Half of my users' IE 11.0.9600 browsers suddenly stopped connecting to my older WebLogic (Java) servers. After some digging around, all the users presently unable to connect to these older WL servers have 2 DH ciphers installed:
TLS_DHE_RSA_WITH_AES_128_CBC_SHA = 0x0033,
TLS_DHE_RSA_WITH_AES_256_CBC_SHA = 0x0039,
Where could these ciphers possibly have come from? They're not mentioned in any Microsoft documentation, so far as I can find. I see them mentioned in IBM SSL SDKs and Apple Open Source, but I have people with all our IBM stuff installed that don't have these ciphers and I have installed iTunes on a test PC and it didn't install these ciphers. If Microsoft, IBM, and Apple didn't install these on my impacted users' computers, what might have done so?
The presenting issue is not as important to me as the source. The symptom is that these two ciphers appear higher in the cipher order than the next common cipher (AES128 with RSA), so it's selected in the handshake on these machines.
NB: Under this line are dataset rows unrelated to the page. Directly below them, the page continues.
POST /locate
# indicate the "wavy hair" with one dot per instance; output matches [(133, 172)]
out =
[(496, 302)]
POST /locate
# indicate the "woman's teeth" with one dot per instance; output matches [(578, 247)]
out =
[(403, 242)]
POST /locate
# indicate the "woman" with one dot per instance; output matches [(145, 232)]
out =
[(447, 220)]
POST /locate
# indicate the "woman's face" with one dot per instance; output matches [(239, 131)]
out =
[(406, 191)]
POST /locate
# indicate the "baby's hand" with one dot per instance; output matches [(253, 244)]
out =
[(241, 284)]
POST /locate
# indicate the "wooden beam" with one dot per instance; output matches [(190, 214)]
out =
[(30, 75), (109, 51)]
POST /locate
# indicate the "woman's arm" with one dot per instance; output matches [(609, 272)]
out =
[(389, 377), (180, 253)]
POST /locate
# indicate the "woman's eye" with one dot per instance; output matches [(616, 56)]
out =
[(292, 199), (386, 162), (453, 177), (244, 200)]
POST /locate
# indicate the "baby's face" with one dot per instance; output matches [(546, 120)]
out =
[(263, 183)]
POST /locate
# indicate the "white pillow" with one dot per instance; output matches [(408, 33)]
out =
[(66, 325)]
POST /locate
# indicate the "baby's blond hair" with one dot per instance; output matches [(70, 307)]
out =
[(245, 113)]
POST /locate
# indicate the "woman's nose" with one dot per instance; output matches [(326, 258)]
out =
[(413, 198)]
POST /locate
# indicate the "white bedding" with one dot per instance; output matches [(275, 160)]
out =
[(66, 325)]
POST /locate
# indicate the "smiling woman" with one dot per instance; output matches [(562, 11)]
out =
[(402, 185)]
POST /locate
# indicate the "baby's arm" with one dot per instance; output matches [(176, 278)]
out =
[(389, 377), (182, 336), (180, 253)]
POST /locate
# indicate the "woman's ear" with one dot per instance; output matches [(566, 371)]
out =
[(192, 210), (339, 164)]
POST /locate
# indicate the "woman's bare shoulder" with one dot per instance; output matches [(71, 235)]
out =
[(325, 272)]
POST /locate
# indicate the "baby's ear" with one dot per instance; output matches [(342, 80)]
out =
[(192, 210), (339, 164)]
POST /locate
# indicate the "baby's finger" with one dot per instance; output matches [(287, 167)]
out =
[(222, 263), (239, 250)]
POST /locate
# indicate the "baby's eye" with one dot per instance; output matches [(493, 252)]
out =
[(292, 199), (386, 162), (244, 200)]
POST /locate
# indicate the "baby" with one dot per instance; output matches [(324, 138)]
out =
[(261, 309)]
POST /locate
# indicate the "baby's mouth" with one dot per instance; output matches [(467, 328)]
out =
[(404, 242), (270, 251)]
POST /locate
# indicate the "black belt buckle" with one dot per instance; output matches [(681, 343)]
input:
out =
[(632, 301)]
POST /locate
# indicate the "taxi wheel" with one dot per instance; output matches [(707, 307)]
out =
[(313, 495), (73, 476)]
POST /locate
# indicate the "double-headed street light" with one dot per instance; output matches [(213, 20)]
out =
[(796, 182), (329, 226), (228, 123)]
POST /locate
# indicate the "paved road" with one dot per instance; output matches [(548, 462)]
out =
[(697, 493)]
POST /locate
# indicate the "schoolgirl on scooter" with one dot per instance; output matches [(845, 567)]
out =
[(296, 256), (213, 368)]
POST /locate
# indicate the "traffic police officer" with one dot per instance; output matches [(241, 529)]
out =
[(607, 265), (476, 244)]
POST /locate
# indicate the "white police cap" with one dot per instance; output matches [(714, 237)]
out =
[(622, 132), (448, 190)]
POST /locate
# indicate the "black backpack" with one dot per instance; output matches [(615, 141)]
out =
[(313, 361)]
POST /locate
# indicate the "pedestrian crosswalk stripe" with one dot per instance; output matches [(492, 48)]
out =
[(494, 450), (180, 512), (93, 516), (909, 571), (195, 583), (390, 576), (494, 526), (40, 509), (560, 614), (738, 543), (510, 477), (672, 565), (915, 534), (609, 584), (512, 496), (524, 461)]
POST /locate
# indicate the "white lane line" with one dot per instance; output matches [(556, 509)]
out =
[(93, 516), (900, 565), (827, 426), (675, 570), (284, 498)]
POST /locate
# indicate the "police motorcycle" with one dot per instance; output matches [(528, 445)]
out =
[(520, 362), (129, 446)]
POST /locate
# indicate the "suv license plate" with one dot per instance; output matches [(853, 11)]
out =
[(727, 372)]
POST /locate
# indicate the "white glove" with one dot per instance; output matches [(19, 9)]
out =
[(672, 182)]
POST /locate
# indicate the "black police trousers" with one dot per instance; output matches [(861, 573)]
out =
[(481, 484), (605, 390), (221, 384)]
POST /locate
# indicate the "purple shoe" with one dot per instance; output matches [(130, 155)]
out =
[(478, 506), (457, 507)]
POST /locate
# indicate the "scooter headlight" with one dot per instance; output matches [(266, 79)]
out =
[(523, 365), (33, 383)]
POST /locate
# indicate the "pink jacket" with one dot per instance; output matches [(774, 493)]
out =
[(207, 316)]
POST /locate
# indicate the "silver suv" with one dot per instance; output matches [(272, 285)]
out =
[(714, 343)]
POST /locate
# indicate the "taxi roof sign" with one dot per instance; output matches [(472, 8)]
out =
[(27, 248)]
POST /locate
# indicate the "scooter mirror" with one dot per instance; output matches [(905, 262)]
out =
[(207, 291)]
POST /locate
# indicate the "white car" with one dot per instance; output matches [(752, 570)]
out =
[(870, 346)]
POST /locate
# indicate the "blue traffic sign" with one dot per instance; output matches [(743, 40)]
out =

The negotiation fails because the older WL servers are sending a 512 bit DH key, and Microsoft SChannel now requires 1024. New WL servers send 1024, and we can fix that. We can also enter the registry key to cause SChannel to accept the 0x0200 (512 bit) key. So, we can fix this point issue easily enough on either end but the mystery is understanding where these ciphers actually came from.
Thanks for any help. I considered submitting this on SuperUser, but figured server-side was more likely to have seen the issue.